Kubernetes Tips and Tricks — Health Checks

Published in

Hitachi Solutions Braintrust

5 min readNov 17, 2020

As an Orchestration Engine, Kubernetes can seem like absolute magic at times. The ability of this system to keep your services up and available with minimal human intervention is just short of miraculous for those of us who have struggled through maintaining production systems. However, the magic definitely has some sleight of hand behind the scenes, and two of the key tricks in the bag are Readiness Probes and Liveness Probes (there are also Startup Probes, which I will touch on briefly).

Probes

In the Kubernetes world, a probe is, more or less, a periodic call to some endpoint within a container and then tracks the success or failure of those calls. When subsequent calls fail, some action may be triggered by a probe. When the probe has subsequent successes after the failure event, some other action may be triggered. The three kinds of Probes that Kubernetes defines are Readiness Probes, Liveness Probes and Startup Probes.

Readiness Probe

A Readiness Probe is used to determine if a container is in a state to accept traffic. When this probe is successful, the load balancer allows traffic into this container. When it fails, traffic is halted to this container. As a real life example, I had a service that was responsible for generating large documents on the fly for users. This process was extremely processor and memory intensive, and could very quickly lead to a service becoming non-responsive. The last thing we wanted was for the containers for this service to receive traffic when it was under heavy use. We configured a readiness probe that was on a fairly short interval (15s) and with a very low failure threshold (two failures). This meant that should the service become overloaded, within 16–29 seconds all traffic to it would be shut down. While that seems like a long window, with round robin requests, and the frequency of use of the service, it was more than sufficient to shut down traffic until the service was no longer under heavy use.

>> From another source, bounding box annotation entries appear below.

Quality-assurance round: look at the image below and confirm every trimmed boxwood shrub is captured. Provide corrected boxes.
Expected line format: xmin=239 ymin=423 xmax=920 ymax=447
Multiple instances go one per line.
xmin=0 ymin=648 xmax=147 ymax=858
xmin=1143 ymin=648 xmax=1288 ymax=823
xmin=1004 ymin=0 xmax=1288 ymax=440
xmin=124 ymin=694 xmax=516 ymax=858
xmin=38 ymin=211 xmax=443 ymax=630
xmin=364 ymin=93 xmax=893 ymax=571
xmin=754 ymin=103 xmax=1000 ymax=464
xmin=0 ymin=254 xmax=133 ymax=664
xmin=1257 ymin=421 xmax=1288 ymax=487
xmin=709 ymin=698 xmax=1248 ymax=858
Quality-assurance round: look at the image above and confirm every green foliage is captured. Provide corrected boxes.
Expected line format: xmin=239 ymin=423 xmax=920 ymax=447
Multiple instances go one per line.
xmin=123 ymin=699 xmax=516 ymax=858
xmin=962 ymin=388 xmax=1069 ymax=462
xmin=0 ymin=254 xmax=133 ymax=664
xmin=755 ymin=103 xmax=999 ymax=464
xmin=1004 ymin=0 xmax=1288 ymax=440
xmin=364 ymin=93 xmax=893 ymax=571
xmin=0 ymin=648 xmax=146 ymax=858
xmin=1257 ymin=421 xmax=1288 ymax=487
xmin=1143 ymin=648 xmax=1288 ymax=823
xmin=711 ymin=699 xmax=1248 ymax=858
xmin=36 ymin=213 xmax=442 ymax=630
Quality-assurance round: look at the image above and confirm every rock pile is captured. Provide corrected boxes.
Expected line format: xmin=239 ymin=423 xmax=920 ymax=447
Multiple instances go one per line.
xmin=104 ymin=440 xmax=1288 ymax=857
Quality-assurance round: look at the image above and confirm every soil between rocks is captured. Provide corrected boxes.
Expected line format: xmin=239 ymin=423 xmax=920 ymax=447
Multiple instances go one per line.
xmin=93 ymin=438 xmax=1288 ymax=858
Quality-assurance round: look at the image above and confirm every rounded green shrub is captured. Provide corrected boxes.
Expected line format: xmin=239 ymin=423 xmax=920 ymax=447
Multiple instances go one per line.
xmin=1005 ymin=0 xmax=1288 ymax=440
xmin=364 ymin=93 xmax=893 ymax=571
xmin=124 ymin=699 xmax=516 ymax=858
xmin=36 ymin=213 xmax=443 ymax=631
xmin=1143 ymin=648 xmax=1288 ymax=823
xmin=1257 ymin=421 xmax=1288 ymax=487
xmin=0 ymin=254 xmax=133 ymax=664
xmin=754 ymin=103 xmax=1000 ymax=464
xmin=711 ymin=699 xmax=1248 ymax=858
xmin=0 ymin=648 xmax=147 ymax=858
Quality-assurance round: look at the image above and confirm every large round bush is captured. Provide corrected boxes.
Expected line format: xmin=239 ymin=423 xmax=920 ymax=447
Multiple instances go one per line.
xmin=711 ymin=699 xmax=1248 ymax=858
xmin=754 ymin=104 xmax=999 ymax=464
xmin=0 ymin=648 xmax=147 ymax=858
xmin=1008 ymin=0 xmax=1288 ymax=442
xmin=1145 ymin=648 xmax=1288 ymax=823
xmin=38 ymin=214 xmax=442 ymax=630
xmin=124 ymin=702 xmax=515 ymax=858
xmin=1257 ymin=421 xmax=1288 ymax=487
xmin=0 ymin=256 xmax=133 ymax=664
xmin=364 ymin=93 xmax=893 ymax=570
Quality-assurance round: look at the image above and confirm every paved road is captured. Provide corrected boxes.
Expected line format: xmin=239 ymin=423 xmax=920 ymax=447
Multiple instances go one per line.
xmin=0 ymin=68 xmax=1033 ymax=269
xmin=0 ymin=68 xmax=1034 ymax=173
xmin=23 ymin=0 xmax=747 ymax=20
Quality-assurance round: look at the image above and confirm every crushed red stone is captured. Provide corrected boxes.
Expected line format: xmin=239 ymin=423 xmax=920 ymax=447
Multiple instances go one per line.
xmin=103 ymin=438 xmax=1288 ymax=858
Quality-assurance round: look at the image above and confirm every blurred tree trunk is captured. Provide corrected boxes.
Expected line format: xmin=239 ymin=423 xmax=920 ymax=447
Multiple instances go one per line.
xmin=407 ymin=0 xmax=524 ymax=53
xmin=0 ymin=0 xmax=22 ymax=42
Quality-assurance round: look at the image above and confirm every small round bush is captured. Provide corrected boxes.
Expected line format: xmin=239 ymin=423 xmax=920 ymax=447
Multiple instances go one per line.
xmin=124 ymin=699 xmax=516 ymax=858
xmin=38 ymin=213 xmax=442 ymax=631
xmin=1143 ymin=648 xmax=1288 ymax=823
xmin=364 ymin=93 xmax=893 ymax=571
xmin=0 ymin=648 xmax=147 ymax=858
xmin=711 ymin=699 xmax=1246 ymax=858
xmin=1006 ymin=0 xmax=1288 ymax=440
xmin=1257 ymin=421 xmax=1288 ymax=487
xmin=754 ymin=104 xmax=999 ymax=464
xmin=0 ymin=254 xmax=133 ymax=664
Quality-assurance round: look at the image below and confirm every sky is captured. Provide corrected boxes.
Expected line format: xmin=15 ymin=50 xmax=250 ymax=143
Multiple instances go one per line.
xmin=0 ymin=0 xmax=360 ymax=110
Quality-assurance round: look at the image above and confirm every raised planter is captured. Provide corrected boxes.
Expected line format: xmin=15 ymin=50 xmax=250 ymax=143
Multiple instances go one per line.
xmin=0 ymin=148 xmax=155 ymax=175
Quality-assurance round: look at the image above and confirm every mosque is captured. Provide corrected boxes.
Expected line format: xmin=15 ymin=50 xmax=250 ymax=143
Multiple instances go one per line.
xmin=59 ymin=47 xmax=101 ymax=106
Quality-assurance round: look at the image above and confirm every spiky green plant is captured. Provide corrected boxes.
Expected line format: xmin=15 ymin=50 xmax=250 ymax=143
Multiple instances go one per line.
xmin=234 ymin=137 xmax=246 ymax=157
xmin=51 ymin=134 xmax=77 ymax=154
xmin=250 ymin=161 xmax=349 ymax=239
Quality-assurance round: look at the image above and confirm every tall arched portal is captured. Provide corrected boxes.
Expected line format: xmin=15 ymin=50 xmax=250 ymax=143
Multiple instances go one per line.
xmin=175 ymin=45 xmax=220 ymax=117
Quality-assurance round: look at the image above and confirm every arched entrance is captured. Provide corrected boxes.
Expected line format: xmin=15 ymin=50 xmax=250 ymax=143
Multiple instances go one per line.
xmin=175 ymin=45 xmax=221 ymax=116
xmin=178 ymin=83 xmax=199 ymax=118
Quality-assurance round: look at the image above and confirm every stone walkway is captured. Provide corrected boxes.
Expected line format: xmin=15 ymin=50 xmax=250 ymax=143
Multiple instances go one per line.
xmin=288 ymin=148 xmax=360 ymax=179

This probe will only cause the container to be removed from the load balancer; it will never cause the container to be restarted by itself.

Liveness Probe

The Liveness Probe is designed to determine if the container is healthy or needs to be restarted. When it fails, the container is flagged to be restarted. Even if you never expect your containers to get into a state where they need to be restarted, you should always define a Liveness Probe with a general health check on any dependencies or anything important. To go back to my previous example, the service that generated those documents also had memory problems. Often it would leak memory sufficiently that it should be restarted about once a week to remain healthy. In our health check endpoint that the Liveness Probe was pointed at, we had several checks. It initially checked memory usage, and if memory exceeded a threshold, it would fail the Liveness Probe. Additionally, after one week of alive time, the container would trigger a failure in the Liveness Probe so that even the slow memory leaks were resolved. Finally, we did a check that the Database was accessible.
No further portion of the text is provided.